PrimeF
(Fabrizio Primerano)
July 17, 2020, 11:25am
1
Hi all,
when trying to use the native amp functionalities I run in the following error:
RuntimeError: Input type (torch.cuda.DoubleTensor) and weight type (torch.cuda.HalfTensor) should be the same
I use the @autocast()
decorator and the GradScaler
class.
PyTorch version is: 1.7.0.dev20200716
Thanks in advance for any hints or help!
1 Like
Could you post a code snippet to reproduce this issue, please?
PrimeF
(Fabrizio Primerano)
July 17, 2020, 11:35am
3
Thanks for the crazy fast reply
Sure, here is a gist with some code (sorry for the many lines):
dataset.py
# Python standard libraries
import os
import glob
# Installed libraries
import numpy as np
from PIL import Image, ImageCms
import torch
from torch.utils.data import DataLoader
from torch.utils.data.dataset import Dataset
This file has been truncated. show original
model.py
# Installed libraries
import torch
import torch.nn as nn
from torch.cuda.amp import autocast
# Custom libraries
from utils import resolve_class
class Model(nn.Module):
This file has been truncated. show original
train.py
def train(data_loader_, model_, optimizer, optim_params, loss_fn, epochs, checkpoint_freq, model_dir_, checkpoint=None):
"""
Trains the model
:param data_loader_: DataLoader to retrieve the training data
:param model_: Model to train
:param optimizer: Optimizer
:param loss_fn: Loss function
:param lr: Learning rate
:param epochs: Number of epochs to train
This file has been truncated. show original
I can post the entire code if you want, I just thought it might be too much code.
Thanks for the code!
Could you post the complete config and upload the kwargs
used in the model?
Also, I assume you are using [batch_size, 3, 224, 224]
shaped inputs?
PrimeF
(Fabrizio Primerano)
July 17, 2020, 11:45am
5
Sure, I updated the gist to include the configs.
The kwargs
are listed in the config and are sorted in the same way they are used in the model.

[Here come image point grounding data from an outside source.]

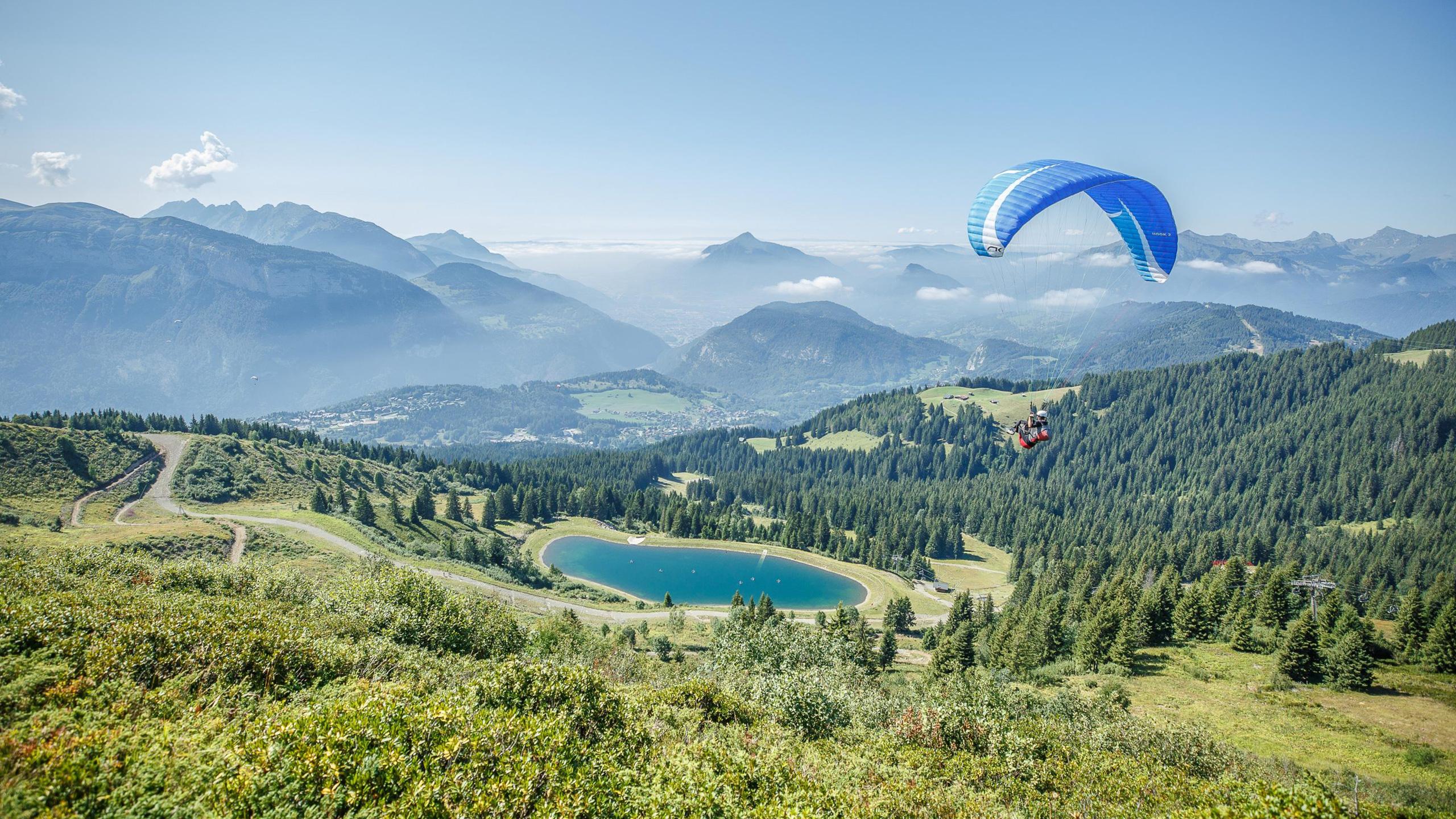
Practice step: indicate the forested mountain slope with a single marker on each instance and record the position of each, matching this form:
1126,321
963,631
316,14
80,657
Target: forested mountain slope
1261,457
1138,336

Exactly that is my input’s shape.
Thanks!
Based on the code it seems that you might be creating numpy arrays for your input data, which uses float64 by default as the dtype
, before transforming them to tensors.
Could you transform the input tensors for float32 via tensor = tensor.float()
before passing them to the model and rerun the code?
PrimeF
(Fabrizio Primerano)
July 17, 2020, 12:18pm
7
Alright, made the changes you suggest, I don’t know if I’m a step forward or still at the same point
Now I get this error:
Traceback (most recent call last):
File "train.py", line 342, in <module>
model = train(data_loader,
File "train.py", line 172, in train
scaler.scale(loss).backward()
File "/sapmnt/home/D067751/.local/share/virtualenvs/project-VOVyZKpb/lib/python3.8/site-packages/torch/tensor.py", line 185, in backward
torch.autograd.backward(self, gradient, retain_graph, create_graph)

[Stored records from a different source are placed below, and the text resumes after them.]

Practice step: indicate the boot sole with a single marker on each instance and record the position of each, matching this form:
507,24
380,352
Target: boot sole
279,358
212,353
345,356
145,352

File "/sapmnt/home/D067751/.local/share/virtualenvs/project-VOVyZKpb/lib/python3.8/site-packages/torch/autograd/__init__.py", line 125, in backward
Variable._execution_engine.run_backward(
RuntimeError: Found dtype Float but expected Half
Exception raised from compute_types at /pytorch/aten/src/ATen/native/TensorIterator.cpp:183 (most recent call first):
frame #0: c10::Error::Error(c10::SourceLocation, std::string) + 0x42 (0x7f212400e1e2 in /sapmnt/home/D067751/.local/share/virtualenvs/project-VOVyZKpb/lib/pyt
hon3.8/site-packages/torch/lib/libc10.so)

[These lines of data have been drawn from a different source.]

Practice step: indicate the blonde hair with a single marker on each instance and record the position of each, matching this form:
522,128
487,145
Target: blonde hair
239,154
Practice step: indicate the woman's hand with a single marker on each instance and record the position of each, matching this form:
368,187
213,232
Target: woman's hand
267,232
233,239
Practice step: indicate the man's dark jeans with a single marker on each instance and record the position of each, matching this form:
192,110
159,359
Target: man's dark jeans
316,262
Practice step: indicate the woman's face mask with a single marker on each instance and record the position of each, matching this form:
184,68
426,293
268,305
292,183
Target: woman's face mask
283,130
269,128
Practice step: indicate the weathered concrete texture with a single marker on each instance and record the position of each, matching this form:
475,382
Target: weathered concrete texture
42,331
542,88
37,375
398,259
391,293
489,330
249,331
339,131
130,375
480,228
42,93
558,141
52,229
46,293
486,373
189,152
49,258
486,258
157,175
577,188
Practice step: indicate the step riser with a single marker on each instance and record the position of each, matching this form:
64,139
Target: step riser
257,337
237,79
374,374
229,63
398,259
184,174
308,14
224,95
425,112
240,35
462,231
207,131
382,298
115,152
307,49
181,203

frame #1: at::TensorIterator::compute_types(at::TensorIteratorConfig const&) + 0x259 (0x7f21603aa429 in /sapmnt/home/D067751/.local/share/virtualenvs/project-
VOVyZKpb/lib/python3.8/site-packages/torch/lib/libtorch_cpu.so)
frame #2: at::TensorIterator::build(at::TensorIteratorConfig&) + 0x6b (0x7f21603adbcb in /sapmnt/home/D067751/.local/share/virtualenvs/project-VOVyZKpb/lib/py
thon3.8/site-packages/torch/lib/libtorch_cpu.so)
frame #3: at::TensorIterator::TensorIterator(at::TensorIteratorConfig&) + 0xdd (0x7f21603ae23d in /sapmnt/home/D067751/.local/share/virtualenvs/project-VOVyZK
pb/lib/python3.8/site-packages/torch/lib/libtorch_cpu.so)
frame #4: at::native::mse_loss_backward_out(at::Tensor&, at::Tensor const&, at::Tensor const&, at::Tensor const&, long) + 0x18a (0x7f216020f6fa in /sapmnt/hom
e/D067751/.local/share/virtualenvs/project-VOVyZKpb/lib/python3.8/site-packages/torch/lib/libtorch_cpu.so)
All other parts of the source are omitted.